A British rail operator has reset more than a million customer accounts after discovering hackers had successfully breached a small percentage of them.
Great Western Railway said that about 1,000 of its passengers' details had been exposed.
The business - which runs trains between London, Penzance and Worcester - is part of the transport operator FirstGroup.
It said all bank information had been protected by encryption.
"We have identified unauthorised automated attempts to access a small number of GWR.com accounts over the past week," a spokesman told the BBC.
"While we were able to shut this activity down quickly and contact those affected, a small proportion of accounts were successfully accessed.
"The success rate of the automated logins was extremely low, suggesting any passwords used were likely harvested elsewhere," the company added.
The firm added that the decision to reset all customer accounts had been taken as a precautionary step.
Some recipients of the alert had questioned if it was real, as the email address it had been sent from seemed unusual.
Allow Twitter content?
One cyber-security expert said the incident served as a reminder that people should use a different, complex password for each online service they used.
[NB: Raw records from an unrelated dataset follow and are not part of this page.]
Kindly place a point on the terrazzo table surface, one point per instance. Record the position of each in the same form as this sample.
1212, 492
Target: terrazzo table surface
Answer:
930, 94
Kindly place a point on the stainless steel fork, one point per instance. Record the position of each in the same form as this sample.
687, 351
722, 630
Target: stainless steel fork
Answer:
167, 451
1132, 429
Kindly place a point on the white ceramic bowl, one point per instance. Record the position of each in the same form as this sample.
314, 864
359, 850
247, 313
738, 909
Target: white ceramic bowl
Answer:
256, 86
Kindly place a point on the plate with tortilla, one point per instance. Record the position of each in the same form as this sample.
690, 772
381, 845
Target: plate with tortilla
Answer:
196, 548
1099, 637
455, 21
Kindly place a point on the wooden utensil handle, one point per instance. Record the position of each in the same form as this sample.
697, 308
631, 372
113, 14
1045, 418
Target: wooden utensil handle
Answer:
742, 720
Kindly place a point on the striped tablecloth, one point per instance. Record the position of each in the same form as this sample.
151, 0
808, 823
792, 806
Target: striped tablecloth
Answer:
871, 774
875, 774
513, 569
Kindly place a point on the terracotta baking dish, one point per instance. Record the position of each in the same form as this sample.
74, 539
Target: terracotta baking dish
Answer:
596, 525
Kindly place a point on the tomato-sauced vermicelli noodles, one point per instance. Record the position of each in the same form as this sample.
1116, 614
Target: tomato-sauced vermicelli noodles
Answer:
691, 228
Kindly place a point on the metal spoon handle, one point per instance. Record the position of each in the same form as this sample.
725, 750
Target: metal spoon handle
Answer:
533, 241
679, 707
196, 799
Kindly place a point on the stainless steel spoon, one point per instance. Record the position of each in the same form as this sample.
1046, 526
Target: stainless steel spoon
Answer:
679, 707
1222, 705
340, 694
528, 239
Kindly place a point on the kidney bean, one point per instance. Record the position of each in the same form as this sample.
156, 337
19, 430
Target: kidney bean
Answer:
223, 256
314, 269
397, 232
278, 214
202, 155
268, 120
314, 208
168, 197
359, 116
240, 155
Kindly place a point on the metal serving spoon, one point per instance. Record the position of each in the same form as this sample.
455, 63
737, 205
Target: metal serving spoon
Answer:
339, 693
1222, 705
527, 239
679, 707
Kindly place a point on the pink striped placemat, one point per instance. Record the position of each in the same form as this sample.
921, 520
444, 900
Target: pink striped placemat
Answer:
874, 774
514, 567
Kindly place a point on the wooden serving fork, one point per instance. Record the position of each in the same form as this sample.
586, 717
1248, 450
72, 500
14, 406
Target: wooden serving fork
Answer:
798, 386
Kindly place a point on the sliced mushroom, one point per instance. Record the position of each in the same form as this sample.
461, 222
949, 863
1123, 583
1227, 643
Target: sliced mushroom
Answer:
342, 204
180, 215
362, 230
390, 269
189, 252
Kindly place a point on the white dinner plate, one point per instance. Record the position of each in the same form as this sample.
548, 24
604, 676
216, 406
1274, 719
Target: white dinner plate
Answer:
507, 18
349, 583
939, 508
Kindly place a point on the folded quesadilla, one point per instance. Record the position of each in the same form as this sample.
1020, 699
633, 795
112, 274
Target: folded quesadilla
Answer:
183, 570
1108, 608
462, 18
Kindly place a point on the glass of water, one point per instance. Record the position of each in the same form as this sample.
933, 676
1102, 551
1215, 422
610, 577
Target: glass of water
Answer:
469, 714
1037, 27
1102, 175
"In the wake of large data breaches, we often see large caches of credentials go on sale on the dark web," commented Rashmi Knowles from RSA Security.
"Hackers know that consumers use the same passwords for multiple accounts, and that these credentials will open doors into emails, banks, or in this case railway accounts.
"I would suspect that is what is happening here, and that GWR accounts have been accessed by people trying their luck with stolen credentials," said Ms Knowles.